Mr Stevenson makes a good point. The answer is yes. The way in which the contract is being taken forward in the procurement stage is to anticipate the future need and desire to move from superfast to ultrafast broadband. My understanding is that the use of fibre enables that process to take place; therefore, that forms part of our thinking. Although we cannot mandate one technology over another because of state aid rules, encouraging bids for the tender that reference the extent to which achievements will be reached by provision of fibre rather than other methodologies—precisely because of the point that Mr Stevenson makes—and scoring the tender accordingly will empower those in rural Scotland, perhaps in some cases to an even greater extent than urban dwellers, as it means that they will have ultrafast broadband in years to come.

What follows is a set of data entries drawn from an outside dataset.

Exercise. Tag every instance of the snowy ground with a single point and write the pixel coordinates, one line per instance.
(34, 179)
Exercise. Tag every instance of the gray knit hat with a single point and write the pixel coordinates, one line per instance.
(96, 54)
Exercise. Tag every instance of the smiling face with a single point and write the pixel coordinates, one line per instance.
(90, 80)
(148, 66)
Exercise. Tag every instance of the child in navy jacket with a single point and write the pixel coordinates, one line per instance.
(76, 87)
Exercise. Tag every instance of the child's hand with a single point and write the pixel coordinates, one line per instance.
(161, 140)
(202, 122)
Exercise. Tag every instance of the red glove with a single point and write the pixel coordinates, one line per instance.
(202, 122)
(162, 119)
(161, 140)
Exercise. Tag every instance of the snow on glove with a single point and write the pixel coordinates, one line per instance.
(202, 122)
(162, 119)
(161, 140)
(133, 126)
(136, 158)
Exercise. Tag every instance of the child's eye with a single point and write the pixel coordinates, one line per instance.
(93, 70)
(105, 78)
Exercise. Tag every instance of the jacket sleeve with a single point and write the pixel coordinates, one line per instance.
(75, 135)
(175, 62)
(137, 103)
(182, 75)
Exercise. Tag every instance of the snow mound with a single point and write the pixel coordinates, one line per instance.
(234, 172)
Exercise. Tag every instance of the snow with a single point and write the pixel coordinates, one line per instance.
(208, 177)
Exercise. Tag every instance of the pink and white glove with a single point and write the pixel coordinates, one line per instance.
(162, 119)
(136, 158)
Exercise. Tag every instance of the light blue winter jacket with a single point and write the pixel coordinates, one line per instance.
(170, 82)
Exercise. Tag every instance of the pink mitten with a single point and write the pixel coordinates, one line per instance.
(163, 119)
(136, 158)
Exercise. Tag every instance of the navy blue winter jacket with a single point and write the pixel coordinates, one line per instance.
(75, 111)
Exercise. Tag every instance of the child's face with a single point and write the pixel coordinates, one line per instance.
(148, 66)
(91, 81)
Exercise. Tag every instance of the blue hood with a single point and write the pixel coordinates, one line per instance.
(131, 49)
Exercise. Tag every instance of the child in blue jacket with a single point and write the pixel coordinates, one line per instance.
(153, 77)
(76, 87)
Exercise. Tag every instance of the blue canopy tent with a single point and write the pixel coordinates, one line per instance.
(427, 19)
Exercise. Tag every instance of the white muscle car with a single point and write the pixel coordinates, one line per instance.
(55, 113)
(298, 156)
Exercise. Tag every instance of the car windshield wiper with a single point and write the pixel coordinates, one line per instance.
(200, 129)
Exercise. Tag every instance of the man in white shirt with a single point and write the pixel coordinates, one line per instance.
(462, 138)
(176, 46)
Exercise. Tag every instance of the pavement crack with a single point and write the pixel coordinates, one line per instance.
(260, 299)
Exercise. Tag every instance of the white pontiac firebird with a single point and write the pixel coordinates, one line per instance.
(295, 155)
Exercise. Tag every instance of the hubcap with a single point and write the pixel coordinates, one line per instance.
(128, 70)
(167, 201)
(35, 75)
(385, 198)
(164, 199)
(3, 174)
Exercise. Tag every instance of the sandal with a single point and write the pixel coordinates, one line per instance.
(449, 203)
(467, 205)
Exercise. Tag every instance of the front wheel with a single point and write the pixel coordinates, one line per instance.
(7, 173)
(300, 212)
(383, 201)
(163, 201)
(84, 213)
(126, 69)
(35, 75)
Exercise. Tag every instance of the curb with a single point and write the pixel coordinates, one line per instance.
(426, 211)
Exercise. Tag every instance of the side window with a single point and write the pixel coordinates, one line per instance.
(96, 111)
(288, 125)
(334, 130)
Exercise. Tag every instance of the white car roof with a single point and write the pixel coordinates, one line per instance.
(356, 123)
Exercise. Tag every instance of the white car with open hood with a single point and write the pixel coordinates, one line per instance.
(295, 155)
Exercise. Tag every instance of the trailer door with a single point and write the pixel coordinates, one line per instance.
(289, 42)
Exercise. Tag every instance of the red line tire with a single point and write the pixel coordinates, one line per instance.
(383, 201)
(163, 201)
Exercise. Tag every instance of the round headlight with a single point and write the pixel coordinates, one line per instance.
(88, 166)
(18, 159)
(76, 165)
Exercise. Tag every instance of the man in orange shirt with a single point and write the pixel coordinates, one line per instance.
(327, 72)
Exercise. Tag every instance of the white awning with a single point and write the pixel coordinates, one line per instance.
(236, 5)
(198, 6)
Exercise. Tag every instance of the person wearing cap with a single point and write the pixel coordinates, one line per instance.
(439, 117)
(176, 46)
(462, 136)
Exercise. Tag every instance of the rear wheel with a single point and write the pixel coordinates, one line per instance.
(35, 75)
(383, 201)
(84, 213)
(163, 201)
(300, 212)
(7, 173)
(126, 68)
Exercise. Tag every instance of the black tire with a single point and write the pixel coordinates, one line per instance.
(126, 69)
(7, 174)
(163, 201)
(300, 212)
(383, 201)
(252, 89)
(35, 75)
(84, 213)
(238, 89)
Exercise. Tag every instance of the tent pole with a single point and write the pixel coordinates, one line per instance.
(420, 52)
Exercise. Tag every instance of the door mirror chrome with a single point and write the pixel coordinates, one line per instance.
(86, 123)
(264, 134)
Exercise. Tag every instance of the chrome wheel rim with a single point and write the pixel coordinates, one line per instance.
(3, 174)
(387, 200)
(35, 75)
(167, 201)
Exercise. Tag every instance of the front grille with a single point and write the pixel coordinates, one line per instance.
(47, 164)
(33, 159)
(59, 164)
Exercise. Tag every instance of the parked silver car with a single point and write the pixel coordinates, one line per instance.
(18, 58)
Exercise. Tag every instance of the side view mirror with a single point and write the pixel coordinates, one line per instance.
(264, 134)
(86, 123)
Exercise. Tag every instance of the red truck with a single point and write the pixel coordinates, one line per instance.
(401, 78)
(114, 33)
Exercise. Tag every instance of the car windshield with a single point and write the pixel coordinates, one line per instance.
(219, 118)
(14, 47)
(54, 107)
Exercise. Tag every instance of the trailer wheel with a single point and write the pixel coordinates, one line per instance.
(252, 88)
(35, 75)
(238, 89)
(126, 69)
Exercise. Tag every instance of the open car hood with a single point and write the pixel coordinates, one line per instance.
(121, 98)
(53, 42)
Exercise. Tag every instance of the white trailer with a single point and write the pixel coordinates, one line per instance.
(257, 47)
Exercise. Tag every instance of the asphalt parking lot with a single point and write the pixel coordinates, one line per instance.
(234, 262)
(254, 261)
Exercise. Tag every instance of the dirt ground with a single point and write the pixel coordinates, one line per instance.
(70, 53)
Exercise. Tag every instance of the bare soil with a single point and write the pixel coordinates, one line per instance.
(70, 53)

The cabinet secretary talks about improving connectivity in Scotland’s rural communities, but the reality is that a catalogue of recent failures on the CalMac network has left many island communities far from connected. CalMac admits that there is zero resilience, no additional capacity and a significant risk of further breakdown this summer. What does the cabinet secretary have to say to those communities, which have been so badly let down in recent months? Will he tell members today what immediate steps have been taken to ensure that ferry services to every island in Scotland will be safeguarded this summer?
I am not quite sure what that has to do with the National Council of Rural Advisers. It is a little bit insulting that members choose to ask anything on any topic that they wish, instead of addressing the good work that those individuals have done. It is really quite insulting and I cannot recall anything quite like it, but there we are—that is the Conservatives for you.
To answer Jamie Greene’s question, we have of course provided resources to CalMac in terms of the tender that has allowed it to expand. We are providing extra vessels and we have dealt with difficult situations that have arisen. The difficulties are partly due to the problems of successes such as the growing economies of the islands, growing tourism, growing populations and the road equivalent tariff leading to more people choosing to use the ferries. Those are the problems of success—the Scottish Conservatives would not know much about that.
The Presiding Officer:
There are four members who still wish to get in, but I am afraid that we have run out of time. I remind members to keep their questions short and ministers to keep their replies equally succinct, so that we can get through more questions in the allocated time.